Opinion
Case No. 20050128-CA.
Filed April 14, 2005. (Not For Official Publication).
Appeal from the Third District, Silver Summit Department, The Honorable Deno Himonas, Judge.
Mark L. Shurtleff and J. Frederic Voros Jr., Salt Lake City, for Appellant.
James C. Bradshaw, Mark R. Moffat and Ann Marie Taliaferro, Salt Lake City, for Appellee.
Before Judges Davis, Jackson, and Thorne.
MEMORANDUM DECISION
This case is before the court on defendant Maria A. Tiscareno's motion for summary disposition. The district court entered a Memorandum Decision and Order dated January 27, 2004 (the January 27, 2004 Order).

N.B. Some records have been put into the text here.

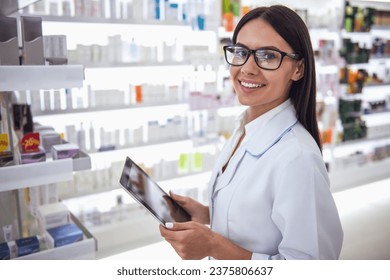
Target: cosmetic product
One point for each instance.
(32, 40)
(52, 215)
(81, 137)
(7, 229)
(63, 235)
(92, 140)
(9, 48)
(62, 151)
(23, 121)
(5, 253)
(28, 245)
(48, 139)
(33, 157)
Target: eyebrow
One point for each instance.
(265, 47)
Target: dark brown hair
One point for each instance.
(288, 24)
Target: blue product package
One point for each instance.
(65, 234)
(4, 251)
(26, 246)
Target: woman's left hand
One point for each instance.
(191, 240)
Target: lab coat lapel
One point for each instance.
(277, 127)
(259, 144)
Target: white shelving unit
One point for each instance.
(16, 177)
(36, 77)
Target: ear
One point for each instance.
(299, 70)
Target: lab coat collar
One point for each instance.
(259, 143)
(278, 125)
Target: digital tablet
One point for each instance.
(136, 182)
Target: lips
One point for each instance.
(251, 85)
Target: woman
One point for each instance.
(269, 192)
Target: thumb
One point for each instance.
(177, 226)
(178, 198)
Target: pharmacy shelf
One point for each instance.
(41, 173)
(103, 20)
(343, 179)
(36, 77)
(110, 108)
(82, 250)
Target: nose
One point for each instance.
(250, 67)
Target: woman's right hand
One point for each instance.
(199, 212)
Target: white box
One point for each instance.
(53, 215)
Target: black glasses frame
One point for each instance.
(294, 56)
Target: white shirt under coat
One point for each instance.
(274, 197)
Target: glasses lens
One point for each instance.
(268, 59)
(236, 56)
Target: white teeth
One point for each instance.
(250, 85)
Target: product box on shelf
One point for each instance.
(9, 48)
(32, 40)
(66, 150)
(53, 215)
(63, 235)
(28, 245)
(4, 251)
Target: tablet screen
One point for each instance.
(150, 195)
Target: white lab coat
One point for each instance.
(274, 198)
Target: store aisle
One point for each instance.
(365, 215)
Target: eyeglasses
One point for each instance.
(268, 59)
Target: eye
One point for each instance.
(240, 52)
(267, 55)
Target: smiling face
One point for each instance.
(263, 90)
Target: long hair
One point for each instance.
(293, 30)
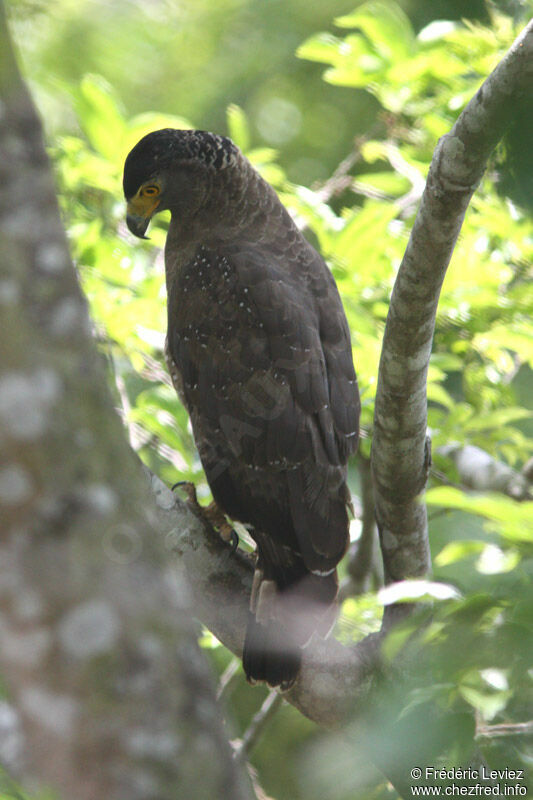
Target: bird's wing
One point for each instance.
(297, 301)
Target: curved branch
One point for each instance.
(400, 450)
(335, 679)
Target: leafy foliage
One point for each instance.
(475, 651)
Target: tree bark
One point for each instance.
(112, 695)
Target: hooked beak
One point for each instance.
(137, 225)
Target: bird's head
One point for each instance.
(173, 169)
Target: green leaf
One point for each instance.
(457, 551)
(238, 127)
(100, 117)
(513, 520)
(386, 25)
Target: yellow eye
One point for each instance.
(150, 191)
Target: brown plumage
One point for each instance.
(259, 349)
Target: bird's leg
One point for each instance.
(212, 514)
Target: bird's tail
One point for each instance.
(282, 621)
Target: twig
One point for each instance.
(505, 729)
(229, 678)
(254, 730)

Tiscareno argues that the January 27, 2004 Order granted a new trial pursuant to rule 24 of the Utah Rules of Criminal Procedure. The State argues that the January 27, 2004 Order was an "arrest of judgment" pursuant to rule 23 of the Utah Rules of Criminal Procedure.
Utah Code section 77-18a-1(2) describes the orders and judgments from which the prosecution may appeal. See Utah Code Ann. § 77-18a-1(2) (Supp. 2004). While an order granting a motion to arrest judgment is appealable, a decision to grant a motion for new trial is not. See id.; see also State v. Owens, 753 P.2d 976 (Utah Ct.App. 1988). "Section 77-18a-1(2) is restrictive rather than permissive and, thus, the State has no right to appeal except as expressly provided therein." State v. Stirba, 972 P.2d 918, 920 n. 1 (Utah Ct.App. 1998).
The State argues that the district court did not have jurisdiction to grant a new trial because a sentence had not yet been issued. This court specifically rejected this argument inOwens. See Owens, 753 P.2d at 978.
The State also argues that the district court in reality granted an arrest of judgment. This argument is belied by the January 27, 2004 Order, which specifically granted a new trial pursuant to rule 24 of the Utah Rules of Criminal Procedure and set a pretrial conference to discuss new trial dates. The district court found that trial counsel performed ineffectively when counsel failed to object to certain jury instructions and that a new trial was required as a result. The district court granted a new trial to correct an error made in the district court. See Utah R. Crim. P. 24(a) ("The court may, upon motion of a party or upon its own initiative, grant a new trial in the interest of justice if there is any error or impropriety which had a substantial adverse effect upon the rights of a party.").
Therefore, we hold that the January 27, 2004 Order granted a new trial pursuant to rule 24 of the Utah Rules of Criminal Procedure and was not appealable by the State. Accordingly, this appeal is dismissed.
James Z. Davis, Judge, Norman H. Jackson, Judge, William A. Thorne Jr., Judge.